Mattie regarded her, "If you're interested in working with me, I could use your talents," and Karen nodded. "Excellent. Arrowhead is going to expand like crazy over the next few years; I need an HR person I can trust. Interested in that?" Karen nodded again, and Mattie extended her hand. "Welcome to Arrowhead. You're now employee #4, and you are the last direct hire I do. We'll negotiate your contract later."
"What do you mean the last direct hire?"
"It would not be ethical for me to hire any of you directly," Mattie said, waving at the group. "It would always be regarded as favoritism, no matter how qualified you might be. I can suggest to Karen that she interview someone, but that's as far as I go, the rest of you have to sell yourselves to her, she has to decide to hire and fire. Especially people that I'm close to, like Sprink, or Arthur," and he nodded.
"That makes sense," Arthur agreed. "Everything has to be legitimate and above-board. Family-run firms are usually poorly managed."

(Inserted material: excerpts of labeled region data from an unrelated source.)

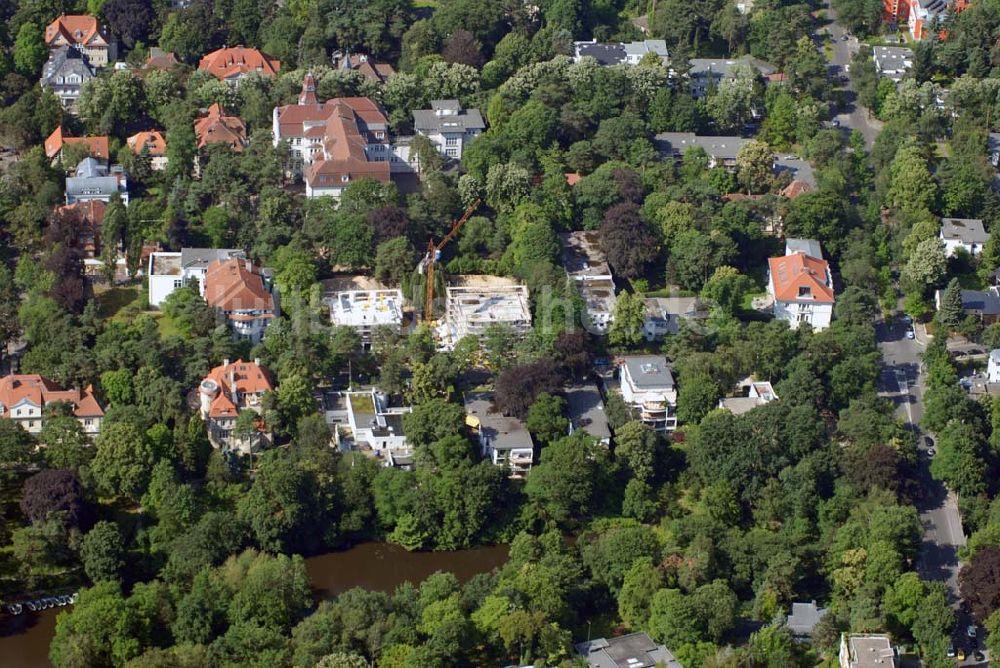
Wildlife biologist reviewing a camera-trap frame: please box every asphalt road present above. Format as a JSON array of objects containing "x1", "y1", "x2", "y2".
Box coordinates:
[
  {"x1": 817, "y1": 2, "x2": 882, "y2": 149},
  {"x1": 875, "y1": 322, "x2": 986, "y2": 666}
]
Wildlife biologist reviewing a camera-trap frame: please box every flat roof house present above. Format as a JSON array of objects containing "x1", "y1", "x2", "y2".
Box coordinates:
[
  {"x1": 438, "y1": 275, "x2": 531, "y2": 347},
  {"x1": 872, "y1": 46, "x2": 913, "y2": 83},
  {"x1": 619, "y1": 355, "x2": 677, "y2": 431},
  {"x1": 563, "y1": 382, "x2": 611, "y2": 447},
  {"x1": 838, "y1": 633, "x2": 899, "y2": 668},
  {"x1": 324, "y1": 289, "x2": 403, "y2": 350},
  {"x1": 464, "y1": 392, "x2": 535, "y2": 478},
  {"x1": 938, "y1": 218, "x2": 990, "y2": 257},
  {"x1": 413, "y1": 100, "x2": 486, "y2": 160},
  {"x1": 576, "y1": 633, "x2": 683, "y2": 668},
  {"x1": 559, "y1": 231, "x2": 617, "y2": 336},
  {"x1": 719, "y1": 380, "x2": 778, "y2": 415},
  {"x1": 653, "y1": 132, "x2": 750, "y2": 170}
]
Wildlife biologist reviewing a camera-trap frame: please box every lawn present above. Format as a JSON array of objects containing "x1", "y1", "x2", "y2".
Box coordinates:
[{"x1": 94, "y1": 286, "x2": 141, "y2": 320}]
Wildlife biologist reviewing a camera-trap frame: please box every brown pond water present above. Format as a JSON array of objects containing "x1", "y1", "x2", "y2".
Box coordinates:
[{"x1": 0, "y1": 543, "x2": 507, "y2": 668}]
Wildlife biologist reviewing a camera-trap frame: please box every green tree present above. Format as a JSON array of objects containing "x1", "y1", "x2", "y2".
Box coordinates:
[
  {"x1": 608, "y1": 292, "x2": 646, "y2": 348},
  {"x1": 80, "y1": 522, "x2": 125, "y2": 582},
  {"x1": 14, "y1": 23, "x2": 49, "y2": 77},
  {"x1": 375, "y1": 237, "x2": 417, "y2": 286},
  {"x1": 736, "y1": 139, "x2": 774, "y2": 193},
  {"x1": 937, "y1": 278, "x2": 964, "y2": 331},
  {"x1": 525, "y1": 430, "x2": 607, "y2": 523},
  {"x1": 91, "y1": 422, "x2": 156, "y2": 501}
]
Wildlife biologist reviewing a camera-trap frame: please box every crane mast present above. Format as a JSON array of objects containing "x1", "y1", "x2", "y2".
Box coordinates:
[{"x1": 417, "y1": 199, "x2": 480, "y2": 323}]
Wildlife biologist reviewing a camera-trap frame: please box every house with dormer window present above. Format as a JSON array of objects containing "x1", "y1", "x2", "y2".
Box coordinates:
[
  {"x1": 45, "y1": 14, "x2": 118, "y2": 67},
  {"x1": 767, "y1": 239, "x2": 834, "y2": 331}
]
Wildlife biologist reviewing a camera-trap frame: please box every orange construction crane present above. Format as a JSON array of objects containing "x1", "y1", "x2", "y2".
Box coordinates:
[{"x1": 418, "y1": 199, "x2": 480, "y2": 322}]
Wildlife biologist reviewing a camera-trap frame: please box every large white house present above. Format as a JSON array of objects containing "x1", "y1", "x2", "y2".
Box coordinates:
[
  {"x1": 148, "y1": 248, "x2": 246, "y2": 308},
  {"x1": 413, "y1": 100, "x2": 486, "y2": 160},
  {"x1": 0, "y1": 374, "x2": 104, "y2": 436},
  {"x1": 620, "y1": 355, "x2": 677, "y2": 431},
  {"x1": 938, "y1": 218, "x2": 990, "y2": 257},
  {"x1": 767, "y1": 239, "x2": 834, "y2": 331}
]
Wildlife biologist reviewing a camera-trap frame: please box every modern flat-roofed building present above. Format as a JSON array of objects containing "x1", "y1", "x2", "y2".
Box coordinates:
[
  {"x1": 576, "y1": 633, "x2": 683, "y2": 668},
  {"x1": 438, "y1": 275, "x2": 531, "y2": 347},
  {"x1": 413, "y1": 100, "x2": 486, "y2": 160},
  {"x1": 559, "y1": 232, "x2": 617, "y2": 336},
  {"x1": 325, "y1": 289, "x2": 403, "y2": 350},
  {"x1": 938, "y1": 218, "x2": 990, "y2": 257},
  {"x1": 464, "y1": 392, "x2": 535, "y2": 478},
  {"x1": 620, "y1": 355, "x2": 677, "y2": 431},
  {"x1": 872, "y1": 46, "x2": 913, "y2": 83},
  {"x1": 838, "y1": 633, "x2": 899, "y2": 668}
]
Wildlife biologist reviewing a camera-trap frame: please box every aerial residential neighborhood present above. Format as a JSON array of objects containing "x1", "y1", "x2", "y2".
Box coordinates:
[{"x1": 0, "y1": 0, "x2": 1000, "y2": 668}]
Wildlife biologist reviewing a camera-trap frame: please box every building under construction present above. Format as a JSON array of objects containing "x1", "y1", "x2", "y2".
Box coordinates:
[{"x1": 438, "y1": 275, "x2": 531, "y2": 349}]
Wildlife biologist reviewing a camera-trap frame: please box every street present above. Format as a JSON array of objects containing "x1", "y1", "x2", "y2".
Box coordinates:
[
  {"x1": 875, "y1": 321, "x2": 982, "y2": 666},
  {"x1": 816, "y1": 2, "x2": 881, "y2": 149}
]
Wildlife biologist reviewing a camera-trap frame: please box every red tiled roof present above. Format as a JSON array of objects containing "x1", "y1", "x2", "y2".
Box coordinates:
[
  {"x1": 206, "y1": 359, "x2": 274, "y2": 418},
  {"x1": 194, "y1": 103, "x2": 247, "y2": 153},
  {"x1": 205, "y1": 259, "x2": 274, "y2": 320},
  {"x1": 198, "y1": 46, "x2": 281, "y2": 80},
  {"x1": 0, "y1": 374, "x2": 104, "y2": 417},
  {"x1": 45, "y1": 125, "x2": 110, "y2": 160},
  {"x1": 780, "y1": 179, "x2": 812, "y2": 199},
  {"x1": 126, "y1": 130, "x2": 167, "y2": 157},
  {"x1": 45, "y1": 14, "x2": 105, "y2": 47},
  {"x1": 768, "y1": 253, "x2": 834, "y2": 304}
]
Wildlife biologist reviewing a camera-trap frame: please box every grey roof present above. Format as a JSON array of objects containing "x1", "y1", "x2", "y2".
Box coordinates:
[
  {"x1": 413, "y1": 100, "x2": 486, "y2": 134},
  {"x1": 181, "y1": 248, "x2": 246, "y2": 269},
  {"x1": 774, "y1": 155, "x2": 816, "y2": 188},
  {"x1": 41, "y1": 46, "x2": 95, "y2": 92},
  {"x1": 624, "y1": 355, "x2": 674, "y2": 388},
  {"x1": 941, "y1": 218, "x2": 990, "y2": 244},
  {"x1": 576, "y1": 633, "x2": 683, "y2": 668},
  {"x1": 653, "y1": 132, "x2": 750, "y2": 160},
  {"x1": 872, "y1": 46, "x2": 913, "y2": 81},
  {"x1": 688, "y1": 56, "x2": 778, "y2": 79},
  {"x1": 785, "y1": 601, "x2": 827, "y2": 636},
  {"x1": 565, "y1": 383, "x2": 611, "y2": 441},
  {"x1": 573, "y1": 42, "x2": 625, "y2": 65},
  {"x1": 464, "y1": 392, "x2": 535, "y2": 450},
  {"x1": 73, "y1": 155, "x2": 108, "y2": 179},
  {"x1": 962, "y1": 290, "x2": 1000, "y2": 315},
  {"x1": 785, "y1": 239, "x2": 823, "y2": 260},
  {"x1": 559, "y1": 231, "x2": 611, "y2": 278},
  {"x1": 622, "y1": 39, "x2": 669, "y2": 58}
]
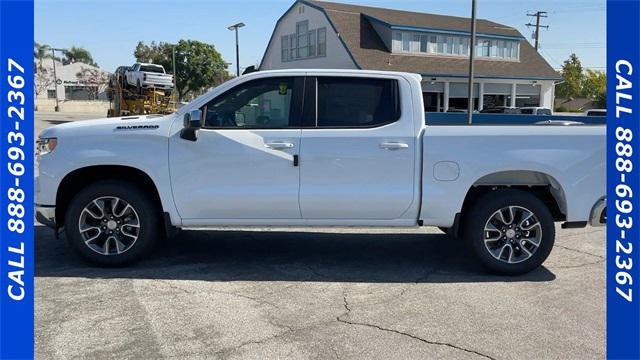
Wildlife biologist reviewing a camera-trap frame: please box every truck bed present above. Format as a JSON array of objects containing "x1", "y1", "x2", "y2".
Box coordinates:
[{"x1": 420, "y1": 125, "x2": 606, "y2": 227}]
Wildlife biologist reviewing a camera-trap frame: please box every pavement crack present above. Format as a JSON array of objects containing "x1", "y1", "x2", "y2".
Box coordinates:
[
  {"x1": 336, "y1": 295, "x2": 496, "y2": 360},
  {"x1": 554, "y1": 244, "x2": 606, "y2": 260},
  {"x1": 553, "y1": 259, "x2": 606, "y2": 269}
]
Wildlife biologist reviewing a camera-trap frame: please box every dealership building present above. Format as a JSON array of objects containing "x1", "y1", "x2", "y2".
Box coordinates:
[
  {"x1": 260, "y1": 0, "x2": 562, "y2": 111},
  {"x1": 34, "y1": 59, "x2": 111, "y2": 101}
]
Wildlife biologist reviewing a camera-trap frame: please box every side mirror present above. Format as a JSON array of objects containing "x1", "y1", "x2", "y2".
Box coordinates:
[{"x1": 180, "y1": 109, "x2": 202, "y2": 141}]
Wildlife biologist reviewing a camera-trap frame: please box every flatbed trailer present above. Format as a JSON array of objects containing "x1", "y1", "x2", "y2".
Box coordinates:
[{"x1": 107, "y1": 72, "x2": 176, "y2": 117}]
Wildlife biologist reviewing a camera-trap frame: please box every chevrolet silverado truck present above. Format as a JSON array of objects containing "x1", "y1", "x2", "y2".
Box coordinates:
[
  {"x1": 36, "y1": 70, "x2": 606, "y2": 274},
  {"x1": 124, "y1": 63, "x2": 173, "y2": 95}
]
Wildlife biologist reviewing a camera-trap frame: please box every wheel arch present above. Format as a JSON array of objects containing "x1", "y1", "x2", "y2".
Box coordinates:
[
  {"x1": 55, "y1": 165, "x2": 164, "y2": 226},
  {"x1": 461, "y1": 170, "x2": 567, "y2": 221}
]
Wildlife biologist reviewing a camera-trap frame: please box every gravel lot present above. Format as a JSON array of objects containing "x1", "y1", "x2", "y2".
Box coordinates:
[{"x1": 35, "y1": 113, "x2": 605, "y2": 359}]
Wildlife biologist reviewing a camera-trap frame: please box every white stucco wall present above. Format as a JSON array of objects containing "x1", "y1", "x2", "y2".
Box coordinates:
[
  {"x1": 34, "y1": 59, "x2": 111, "y2": 100},
  {"x1": 260, "y1": 4, "x2": 357, "y2": 70}
]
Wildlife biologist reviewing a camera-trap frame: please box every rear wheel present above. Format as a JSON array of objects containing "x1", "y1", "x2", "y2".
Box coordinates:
[
  {"x1": 65, "y1": 180, "x2": 162, "y2": 266},
  {"x1": 463, "y1": 190, "x2": 555, "y2": 275}
]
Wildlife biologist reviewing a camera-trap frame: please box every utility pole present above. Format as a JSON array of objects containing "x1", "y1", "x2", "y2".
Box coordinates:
[
  {"x1": 467, "y1": 0, "x2": 476, "y2": 125},
  {"x1": 527, "y1": 11, "x2": 549, "y2": 51},
  {"x1": 51, "y1": 48, "x2": 66, "y2": 112},
  {"x1": 227, "y1": 23, "x2": 245, "y2": 76}
]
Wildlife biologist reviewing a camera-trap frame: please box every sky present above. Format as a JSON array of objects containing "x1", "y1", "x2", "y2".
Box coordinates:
[{"x1": 35, "y1": 0, "x2": 606, "y2": 72}]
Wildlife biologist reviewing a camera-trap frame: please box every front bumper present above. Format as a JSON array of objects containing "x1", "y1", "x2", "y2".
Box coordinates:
[
  {"x1": 35, "y1": 204, "x2": 56, "y2": 229},
  {"x1": 589, "y1": 198, "x2": 607, "y2": 226}
]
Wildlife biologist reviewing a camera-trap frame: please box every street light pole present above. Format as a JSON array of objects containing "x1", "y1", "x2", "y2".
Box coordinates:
[
  {"x1": 172, "y1": 45, "x2": 180, "y2": 103},
  {"x1": 51, "y1": 48, "x2": 63, "y2": 112},
  {"x1": 467, "y1": 0, "x2": 476, "y2": 125},
  {"x1": 227, "y1": 23, "x2": 245, "y2": 76}
]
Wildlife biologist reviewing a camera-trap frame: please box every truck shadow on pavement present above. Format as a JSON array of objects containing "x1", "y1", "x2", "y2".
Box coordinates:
[{"x1": 35, "y1": 226, "x2": 555, "y2": 283}]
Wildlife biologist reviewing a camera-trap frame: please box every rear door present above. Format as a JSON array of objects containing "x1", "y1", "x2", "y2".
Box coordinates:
[{"x1": 300, "y1": 76, "x2": 416, "y2": 220}]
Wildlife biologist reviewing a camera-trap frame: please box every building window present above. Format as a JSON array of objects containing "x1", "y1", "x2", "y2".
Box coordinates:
[
  {"x1": 281, "y1": 21, "x2": 327, "y2": 62},
  {"x1": 391, "y1": 31, "x2": 520, "y2": 60},
  {"x1": 420, "y1": 35, "x2": 429, "y2": 53},
  {"x1": 318, "y1": 28, "x2": 327, "y2": 56},
  {"x1": 391, "y1": 31, "x2": 402, "y2": 52},
  {"x1": 402, "y1": 33, "x2": 411, "y2": 52},
  {"x1": 308, "y1": 30, "x2": 316, "y2": 57},
  {"x1": 476, "y1": 40, "x2": 491, "y2": 57},
  {"x1": 411, "y1": 34, "x2": 420, "y2": 53},
  {"x1": 280, "y1": 35, "x2": 289, "y2": 62},
  {"x1": 202, "y1": 77, "x2": 295, "y2": 129},
  {"x1": 427, "y1": 35, "x2": 438, "y2": 54}
]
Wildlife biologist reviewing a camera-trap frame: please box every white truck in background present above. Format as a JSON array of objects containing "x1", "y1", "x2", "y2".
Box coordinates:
[
  {"x1": 124, "y1": 63, "x2": 173, "y2": 96},
  {"x1": 36, "y1": 70, "x2": 606, "y2": 274}
]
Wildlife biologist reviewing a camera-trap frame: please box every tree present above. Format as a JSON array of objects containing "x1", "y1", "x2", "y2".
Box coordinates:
[
  {"x1": 133, "y1": 40, "x2": 229, "y2": 100},
  {"x1": 556, "y1": 54, "x2": 584, "y2": 98},
  {"x1": 62, "y1": 46, "x2": 98, "y2": 66},
  {"x1": 582, "y1": 70, "x2": 607, "y2": 108},
  {"x1": 33, "y1": 67, "x2": 54, "y2": 96},
  {"x1": 76, "y1": 66, "x2": 109, "y2": 100},
  {"x1": 33, "y1": 41, "x2": 59, "y2": 70}
]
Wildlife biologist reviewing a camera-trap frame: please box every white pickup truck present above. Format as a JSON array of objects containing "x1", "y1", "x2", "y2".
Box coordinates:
[
  {"x1": 36, "y1": 70, "x2": 606, "y2": 274},
  {"x1": 124, "y1": 63, "x2": 173, "y2": 95}
]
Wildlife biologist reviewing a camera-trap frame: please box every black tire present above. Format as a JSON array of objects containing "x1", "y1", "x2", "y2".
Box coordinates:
[
  {"x1": 462, "y1": 189, "x2": 555, "y2": 275},
  {"x1": 64, "y1": 180, "x2": 162, "y2": 266}
]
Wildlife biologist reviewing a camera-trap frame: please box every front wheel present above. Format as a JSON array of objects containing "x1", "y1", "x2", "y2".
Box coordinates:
[
  {"x1": 463, "y1": 190, "x2": 555, "y2": 275},
  {"x1": 65, "y1": 180, "x2": 162, "y2": 266}
]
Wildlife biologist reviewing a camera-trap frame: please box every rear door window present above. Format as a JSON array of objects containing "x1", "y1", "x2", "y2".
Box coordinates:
[{"x1": 316, "y1": 77, "x2": 400, "y2": 128}]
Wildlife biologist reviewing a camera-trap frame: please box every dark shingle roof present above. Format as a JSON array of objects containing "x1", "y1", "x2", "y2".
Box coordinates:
[{"x1": 303, "y1": 0, "x2": 560, "y2": 79}]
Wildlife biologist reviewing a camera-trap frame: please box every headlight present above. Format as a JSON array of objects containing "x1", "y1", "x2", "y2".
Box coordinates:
[{"x1": 36, "y1": 138, "x2": 58, "y2": 156}]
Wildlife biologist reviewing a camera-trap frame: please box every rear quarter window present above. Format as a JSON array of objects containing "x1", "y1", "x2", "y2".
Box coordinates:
[
  {"x1": 317, "y1": 77, "x2": 400, "y2": 128},
  {"x1": 140, "y1": 66, "x2": 164, "y2": 74}
]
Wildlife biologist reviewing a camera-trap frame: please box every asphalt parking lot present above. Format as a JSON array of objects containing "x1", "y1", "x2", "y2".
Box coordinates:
[{"x1": 35, "y1": 114, "x2": 605, "y2": 359}]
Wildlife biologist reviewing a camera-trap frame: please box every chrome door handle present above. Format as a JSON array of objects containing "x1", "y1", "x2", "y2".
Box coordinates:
[
  {"x1": 380, "y1": 141, "x2": 409, "y2": 150},
  {"x1": 264, "y1": 141, "x2": 293, "y2": 150}
]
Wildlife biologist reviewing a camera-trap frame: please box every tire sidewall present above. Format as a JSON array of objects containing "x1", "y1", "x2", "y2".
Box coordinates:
[
  {"x1": 65, "y1": 181, "x2": 159, "y2": 266},
  {"x1": 464, "y1": 190, "x2": 555, "y2": 275}
]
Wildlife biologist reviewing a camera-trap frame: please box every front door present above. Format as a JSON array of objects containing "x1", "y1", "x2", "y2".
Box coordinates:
[
  {"x1": 300, "y1": 77, "x2": 416, "y2": 220},
  {"x1": 169, "y1": 77, "x2": 304, "y2": 219}
]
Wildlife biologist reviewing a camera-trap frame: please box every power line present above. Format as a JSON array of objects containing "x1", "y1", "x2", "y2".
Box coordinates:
[{"x1": 527, "y1": 11, "x2": 549, "y2": 51}]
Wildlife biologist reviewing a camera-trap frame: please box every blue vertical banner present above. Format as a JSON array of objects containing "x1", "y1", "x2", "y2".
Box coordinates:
[
  {"x1": 0, "y1": 0, "x2": 34, "y2": 359},
  {"x1": 607, "y1": 0, "x2": 640, "y2": 359}
]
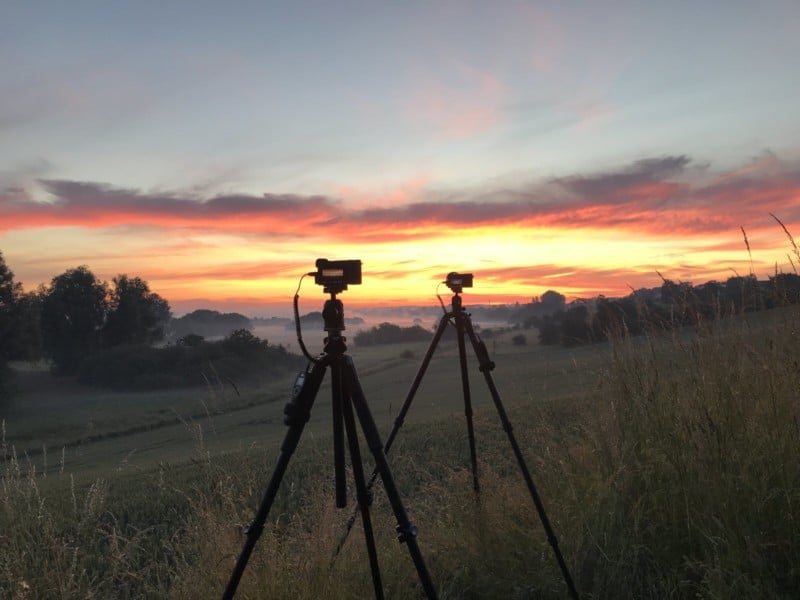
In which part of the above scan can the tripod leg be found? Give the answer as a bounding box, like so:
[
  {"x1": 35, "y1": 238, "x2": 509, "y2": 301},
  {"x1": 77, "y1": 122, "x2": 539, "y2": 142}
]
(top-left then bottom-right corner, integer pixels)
[
  {"x1": 384, "y1": 313, "x2": 452, "y2": 458},
  {"x1": 465, "y1": 319, "x2": 579, "y2": 600},
  {"x1": 222, "y1": 359, "x2": 328, "y2": 600},
  {"x1": 331, "y1": 360, "x2": 347, "y2": 508},
  {"x1": 334, "y1": 366, "x2": 383, "y2": 600},
  {"x1": 454, "y1": 309, "x2": 480, "y2": 492},
  {"x1": 334, "y1": 313, "x2": 452, "y2": 556},
  {"x1": 343, "y1": 356, "x2": 437, "y2": 599}
]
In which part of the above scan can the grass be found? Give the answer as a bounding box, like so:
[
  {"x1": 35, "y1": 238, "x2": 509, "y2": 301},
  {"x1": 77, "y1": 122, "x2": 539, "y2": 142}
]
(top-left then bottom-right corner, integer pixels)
[{"x1": 0, "y1": 307, "x2": 800, "y2": 599}]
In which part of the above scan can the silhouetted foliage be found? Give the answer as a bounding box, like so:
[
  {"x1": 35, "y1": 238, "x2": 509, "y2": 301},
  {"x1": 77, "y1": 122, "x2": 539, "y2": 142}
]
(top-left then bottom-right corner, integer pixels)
[
  {"x1": 508, "y1": 290, "x2": 567, "y2": 329},
  {"x1": 532, "y1": 311, "x2": 564, "y2": 346},
  {"x1": 353, "y1": 323, "x2": 432, "y2": 346},
  {"x1": 169, "y1": 308, "x2": 253, "y2": 339},
  {"x1": 103, "y1": 275, "x2": 172, "y2": 346},
  {"x1": 78, "y1": 329, "x2": 305, "y2": 391},
  {"x1": 42, "y1": 266, "x2": 108, "y2": 374}
]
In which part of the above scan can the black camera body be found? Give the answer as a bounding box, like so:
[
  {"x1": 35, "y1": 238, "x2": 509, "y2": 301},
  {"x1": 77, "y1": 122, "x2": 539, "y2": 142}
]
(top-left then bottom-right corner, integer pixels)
[
  {"x1": 314, "y1": 258, "x2": 361, "y2": 294},
  {"x1": 445, "y1": 271, "x2": 472, "y2": 293}
]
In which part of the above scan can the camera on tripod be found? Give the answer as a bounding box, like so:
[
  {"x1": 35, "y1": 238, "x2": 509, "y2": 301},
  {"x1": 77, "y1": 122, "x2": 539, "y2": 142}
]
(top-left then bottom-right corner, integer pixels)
[
  {"x1": 314, "y1": 258, "x2": 361, "y2": 294},
  {"x1": 444, "y1": 271, "x2": 472, "y2": 294}
]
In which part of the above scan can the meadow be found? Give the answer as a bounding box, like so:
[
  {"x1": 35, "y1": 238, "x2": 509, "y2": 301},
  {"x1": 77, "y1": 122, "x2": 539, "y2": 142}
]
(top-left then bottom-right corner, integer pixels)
[{"x1": 0, "y1": 306, "x2": 800, "y2": 599}]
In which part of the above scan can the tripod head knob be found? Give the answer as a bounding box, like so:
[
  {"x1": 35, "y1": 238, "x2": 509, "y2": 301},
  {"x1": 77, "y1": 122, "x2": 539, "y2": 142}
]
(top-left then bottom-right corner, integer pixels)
[{"x1": 322, "y1": 294, "x2": 345, "y2": 331}]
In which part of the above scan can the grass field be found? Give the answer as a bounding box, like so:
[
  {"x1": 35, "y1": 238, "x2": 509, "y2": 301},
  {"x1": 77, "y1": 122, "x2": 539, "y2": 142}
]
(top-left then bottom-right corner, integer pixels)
[{"x1": 0, "y1": 307, "x2": 800, "y2": 598}]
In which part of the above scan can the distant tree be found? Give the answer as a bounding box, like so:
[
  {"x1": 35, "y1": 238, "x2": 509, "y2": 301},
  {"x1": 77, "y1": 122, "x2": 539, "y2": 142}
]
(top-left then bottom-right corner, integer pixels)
[
  {"x1": 533, "y1": 312, "x2": 564, "y2": 346},
  {"x1": 41, "y1": 266, "x2": 108, "y2": 374},
  {"x1": 353, "y1": 323, "x2": 431, "y2": 346},
  {"x1": 540, "y1": 290, "x2": 567, "y2": 313},
  {"x1": 178, "y1": 333, "x2": 206, "y2": 348},
  {"x1": 169, "y1": 308, "x2": 253, "y2": 338},
  {"x1": 103, "y1": 275, "x2": 172, "y2": 346}
]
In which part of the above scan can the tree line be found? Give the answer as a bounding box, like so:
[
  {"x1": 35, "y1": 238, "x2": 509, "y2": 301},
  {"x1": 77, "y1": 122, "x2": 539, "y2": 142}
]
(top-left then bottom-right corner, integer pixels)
[
  {"x1": 0, "y1": 253, "x2": 172, "y2": 375},
  {"x1": 523, "y1": 273, "x2": 800, "y2": 346},
  {"x1": 0, "y1": 252, "x2": 297, "y2": 395}
]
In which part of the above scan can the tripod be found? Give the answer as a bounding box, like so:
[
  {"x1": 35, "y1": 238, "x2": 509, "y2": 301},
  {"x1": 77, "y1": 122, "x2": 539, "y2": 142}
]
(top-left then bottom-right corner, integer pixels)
[
  {"x1": 223, "y1": 288, "x2": 437, "y2": 599},
  {"x1": 340, "y1": 284, "x2": 579, "y2": 600}
]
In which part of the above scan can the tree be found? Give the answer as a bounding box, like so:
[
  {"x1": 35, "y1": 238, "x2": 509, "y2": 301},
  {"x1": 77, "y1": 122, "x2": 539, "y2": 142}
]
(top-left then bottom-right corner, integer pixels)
[
  {"x1": 103, "y1": 275, "x2": 172, "y2": 346},
  {"x1": 41, "y1": 265, "x2": 108, "y2": 374},
  {"x1": 541, "y1": 290, "x2": 567, "y2": 314}
]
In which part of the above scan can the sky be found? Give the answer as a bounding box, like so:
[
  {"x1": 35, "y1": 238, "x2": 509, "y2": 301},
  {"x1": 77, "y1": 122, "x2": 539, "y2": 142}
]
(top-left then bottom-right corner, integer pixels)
[{"x1": 0, "y1": 0, "x2": 800, "y2": 316}]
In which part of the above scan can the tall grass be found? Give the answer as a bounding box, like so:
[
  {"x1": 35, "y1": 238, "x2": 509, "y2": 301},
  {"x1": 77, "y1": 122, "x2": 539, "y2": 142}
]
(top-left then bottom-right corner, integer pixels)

"Exactly. That's why Gringotts is on board for financial services. Not only do they help us make great boatloads of money, they also have the expertise to manage it I don't. My Aunt Sheila is an attorney, she handles the legal side, Karen will be working closely with her regarding labor law." She glanced at Karen, "The only requirement I have at the moment is fluency in English, clear communication is vital. Beyond that..."
"The moon, and space, are a different place," Anne said. "What 'twere crippling injuries here may not be there."
"Good point, Anne's spent more time in space than I have," Mattie said, Karen making a note.